Satyarthi wrote in an article in the Mint newspaper in 2011, that India had about 60 million child laborers, far surpassing the country’s official estimates of 4.3 million.

President Pranab Mukherj said the prize should be seen as a “recognition of the contributions of India’s vibrant civil society in addressing complex social problems,” according to a statement.

In October 2012 Yousafzai, while traveling to school in Pakistan’s Swat Valley, was shot in the head in retaliation for her campaign for girls to be given equal rights to schooling, defying threats from militants in her hometown of Mingora. The bullet struck just above her left eye, grazing her brain.

She now attends school in Birmingham, England, after being flown to Britain for emergency treatment. She gained global recognition after pledging to continue her struggle against illiteracy, poverty and terrorism. Yousafzai celebrated her 17th birthday by visiting Nigeria to campaign for the release of more than 200 school girls abducted by local militants.

“The extremists were and they are afraid of books and pens,” Yousafzai said in a speech last year at a UN youth assembly. “The power of education frightens them. They are afraid of women.”

Taliban guerrillas carry out attacks in Swat, an area they previously controlled before a 10-week army offensive starting in 2009 ending their rule. The Taliban had beheaded local officials and burned schools in a two-year fight to impose their strict interpretation of Islamic law that uprooted 2 million people from their homes in the forested, mile-high valley that lies 155 miles north of the capital Islamabad.

“This is good news not only for Malala or for her family or for the people of Swat, but for all the people of Pakistan,” Interior Minister Chaudhry Nisar Ali Khan said at a press conference in Islamabad. “We’re proud of this small girl, who through her bravery and commitment, at a very small age has won the Nobel Peace Prize.”

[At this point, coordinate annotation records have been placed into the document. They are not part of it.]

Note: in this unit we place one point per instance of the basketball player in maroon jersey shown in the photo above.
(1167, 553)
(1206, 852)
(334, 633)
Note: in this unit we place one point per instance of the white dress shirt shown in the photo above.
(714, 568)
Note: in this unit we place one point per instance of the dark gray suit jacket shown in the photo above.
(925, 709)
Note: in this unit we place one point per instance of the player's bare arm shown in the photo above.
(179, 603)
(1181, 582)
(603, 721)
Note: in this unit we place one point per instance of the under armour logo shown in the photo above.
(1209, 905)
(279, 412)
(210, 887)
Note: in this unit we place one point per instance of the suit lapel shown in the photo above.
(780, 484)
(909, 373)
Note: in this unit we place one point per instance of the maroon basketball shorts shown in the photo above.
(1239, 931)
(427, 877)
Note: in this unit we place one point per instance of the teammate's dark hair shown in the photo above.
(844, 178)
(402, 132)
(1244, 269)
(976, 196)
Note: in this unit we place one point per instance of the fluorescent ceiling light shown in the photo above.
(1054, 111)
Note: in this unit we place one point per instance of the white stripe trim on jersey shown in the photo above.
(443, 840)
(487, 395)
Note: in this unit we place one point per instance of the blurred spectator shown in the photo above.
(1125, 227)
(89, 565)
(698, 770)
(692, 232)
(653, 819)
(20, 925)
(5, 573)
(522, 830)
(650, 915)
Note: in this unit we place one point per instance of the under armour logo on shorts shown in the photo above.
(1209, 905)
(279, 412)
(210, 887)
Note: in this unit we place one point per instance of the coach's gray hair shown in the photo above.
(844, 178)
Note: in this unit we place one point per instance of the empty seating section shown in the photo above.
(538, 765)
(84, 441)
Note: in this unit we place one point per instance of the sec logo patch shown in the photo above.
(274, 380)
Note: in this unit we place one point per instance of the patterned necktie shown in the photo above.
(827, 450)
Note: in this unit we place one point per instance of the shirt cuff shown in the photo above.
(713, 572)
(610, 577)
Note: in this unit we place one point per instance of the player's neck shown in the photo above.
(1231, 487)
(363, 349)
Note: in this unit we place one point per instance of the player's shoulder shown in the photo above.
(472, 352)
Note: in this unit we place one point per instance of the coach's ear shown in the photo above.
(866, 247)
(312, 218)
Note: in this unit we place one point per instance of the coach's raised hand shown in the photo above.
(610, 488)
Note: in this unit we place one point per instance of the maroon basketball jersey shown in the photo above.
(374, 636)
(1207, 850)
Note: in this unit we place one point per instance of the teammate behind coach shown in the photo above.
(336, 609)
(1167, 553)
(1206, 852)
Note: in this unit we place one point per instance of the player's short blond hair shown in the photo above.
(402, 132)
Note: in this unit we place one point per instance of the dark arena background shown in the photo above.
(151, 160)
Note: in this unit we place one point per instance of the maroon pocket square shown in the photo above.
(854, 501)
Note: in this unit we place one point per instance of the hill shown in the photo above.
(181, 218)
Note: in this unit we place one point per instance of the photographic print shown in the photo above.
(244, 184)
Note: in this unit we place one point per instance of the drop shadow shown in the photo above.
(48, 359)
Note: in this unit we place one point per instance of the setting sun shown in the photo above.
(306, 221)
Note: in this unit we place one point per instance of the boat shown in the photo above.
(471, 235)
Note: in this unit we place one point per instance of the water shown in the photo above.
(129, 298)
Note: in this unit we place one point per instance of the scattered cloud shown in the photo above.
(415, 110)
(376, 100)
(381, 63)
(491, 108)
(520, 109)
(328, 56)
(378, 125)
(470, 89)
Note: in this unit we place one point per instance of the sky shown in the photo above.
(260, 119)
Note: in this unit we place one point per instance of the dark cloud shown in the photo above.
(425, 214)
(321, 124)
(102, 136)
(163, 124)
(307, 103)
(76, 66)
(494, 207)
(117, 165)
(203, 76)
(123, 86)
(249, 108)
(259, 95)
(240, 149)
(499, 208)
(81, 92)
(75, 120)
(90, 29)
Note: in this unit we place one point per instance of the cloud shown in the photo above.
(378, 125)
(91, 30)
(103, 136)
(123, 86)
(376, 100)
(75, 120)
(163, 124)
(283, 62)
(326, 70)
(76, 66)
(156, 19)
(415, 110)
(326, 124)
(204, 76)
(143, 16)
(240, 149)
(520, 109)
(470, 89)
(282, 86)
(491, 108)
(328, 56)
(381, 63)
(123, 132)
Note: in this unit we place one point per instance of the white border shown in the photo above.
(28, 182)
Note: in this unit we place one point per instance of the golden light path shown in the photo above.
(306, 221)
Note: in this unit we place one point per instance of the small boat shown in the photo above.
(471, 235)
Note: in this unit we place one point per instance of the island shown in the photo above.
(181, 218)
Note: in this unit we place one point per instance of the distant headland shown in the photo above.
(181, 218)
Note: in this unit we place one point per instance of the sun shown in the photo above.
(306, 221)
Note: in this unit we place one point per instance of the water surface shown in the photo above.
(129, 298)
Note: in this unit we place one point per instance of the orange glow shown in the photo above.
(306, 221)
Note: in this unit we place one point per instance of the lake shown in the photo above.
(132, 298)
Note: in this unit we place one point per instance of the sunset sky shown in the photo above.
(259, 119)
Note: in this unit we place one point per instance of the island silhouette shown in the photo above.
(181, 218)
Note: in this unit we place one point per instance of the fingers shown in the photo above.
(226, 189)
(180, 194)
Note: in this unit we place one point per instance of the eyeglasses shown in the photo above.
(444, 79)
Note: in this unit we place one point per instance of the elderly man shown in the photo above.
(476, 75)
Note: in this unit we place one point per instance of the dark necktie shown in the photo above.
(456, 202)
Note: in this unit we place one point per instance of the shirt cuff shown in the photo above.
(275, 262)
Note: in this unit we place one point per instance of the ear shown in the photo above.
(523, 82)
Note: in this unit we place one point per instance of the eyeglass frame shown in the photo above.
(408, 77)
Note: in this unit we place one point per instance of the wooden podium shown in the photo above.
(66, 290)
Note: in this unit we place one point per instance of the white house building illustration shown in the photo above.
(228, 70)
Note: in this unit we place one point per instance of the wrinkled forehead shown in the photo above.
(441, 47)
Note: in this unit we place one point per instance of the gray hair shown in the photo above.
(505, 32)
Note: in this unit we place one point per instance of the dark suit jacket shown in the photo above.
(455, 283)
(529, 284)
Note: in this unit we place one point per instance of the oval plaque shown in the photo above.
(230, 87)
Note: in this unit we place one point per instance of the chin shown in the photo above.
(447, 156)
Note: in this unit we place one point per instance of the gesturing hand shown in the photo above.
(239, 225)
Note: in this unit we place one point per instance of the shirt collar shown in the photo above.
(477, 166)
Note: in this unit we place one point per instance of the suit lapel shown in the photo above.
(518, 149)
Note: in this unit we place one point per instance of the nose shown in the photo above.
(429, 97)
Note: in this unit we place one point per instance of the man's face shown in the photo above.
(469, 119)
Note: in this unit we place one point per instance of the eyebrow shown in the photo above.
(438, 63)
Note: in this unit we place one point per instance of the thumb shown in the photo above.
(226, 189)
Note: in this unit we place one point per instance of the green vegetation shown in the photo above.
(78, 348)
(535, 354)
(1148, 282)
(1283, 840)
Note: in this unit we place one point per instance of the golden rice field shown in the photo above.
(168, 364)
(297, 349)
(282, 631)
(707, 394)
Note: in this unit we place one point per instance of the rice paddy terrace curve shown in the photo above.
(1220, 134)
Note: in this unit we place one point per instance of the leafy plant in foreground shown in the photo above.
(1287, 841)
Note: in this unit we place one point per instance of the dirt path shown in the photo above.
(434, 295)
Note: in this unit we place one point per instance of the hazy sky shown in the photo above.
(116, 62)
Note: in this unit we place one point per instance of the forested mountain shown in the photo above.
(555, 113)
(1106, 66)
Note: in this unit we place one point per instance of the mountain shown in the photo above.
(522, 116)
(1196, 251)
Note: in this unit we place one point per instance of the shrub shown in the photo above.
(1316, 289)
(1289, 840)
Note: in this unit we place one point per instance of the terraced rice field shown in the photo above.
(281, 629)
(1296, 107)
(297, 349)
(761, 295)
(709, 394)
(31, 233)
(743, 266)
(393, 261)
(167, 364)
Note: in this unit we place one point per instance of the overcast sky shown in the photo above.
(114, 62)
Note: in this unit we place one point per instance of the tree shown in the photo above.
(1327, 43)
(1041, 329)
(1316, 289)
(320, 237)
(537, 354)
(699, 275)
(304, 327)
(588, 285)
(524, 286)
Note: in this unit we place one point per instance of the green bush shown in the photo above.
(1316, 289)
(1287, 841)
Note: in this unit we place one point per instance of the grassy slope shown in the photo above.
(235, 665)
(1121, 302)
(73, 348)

Yousafzai has risen to fame in a country where only 40 percent of adult women can read and write. At 11 she started blogging under a pseudonym for the BBC, chronicling Taliban oppression and her love of learning. The following summer the New York Times filmed a documentary about her life. As she rose in prominence, the Taliban targeted her for maligning insurgents.

The country’s former prime minister Benazir Bhutto was killed in an alleged Taliban attack in 2007. Pakistan has also had a female governor of its central bank, Shamshad Akhtar, as well as woman speaker of parliament in Fahmida Mirza.

Millions of Pakistani women are deprived of basic education and equal work opportunities. Of those women only 22 percent above 15 go out and work in Pakistan, compared to 78 percent of males, according to the Pakistan Bureau of Statistics.

Yousafzai has also won the Amnesty International Award, the International Children’s Peace Prize and the European Parliament’s Sakharov Prize. Yousafzai is the second Pakistani to win a Nobel Prize after Abdus Salam, whose works in the field of particle physics earned him an award in 1979, which he shared with two other scientists.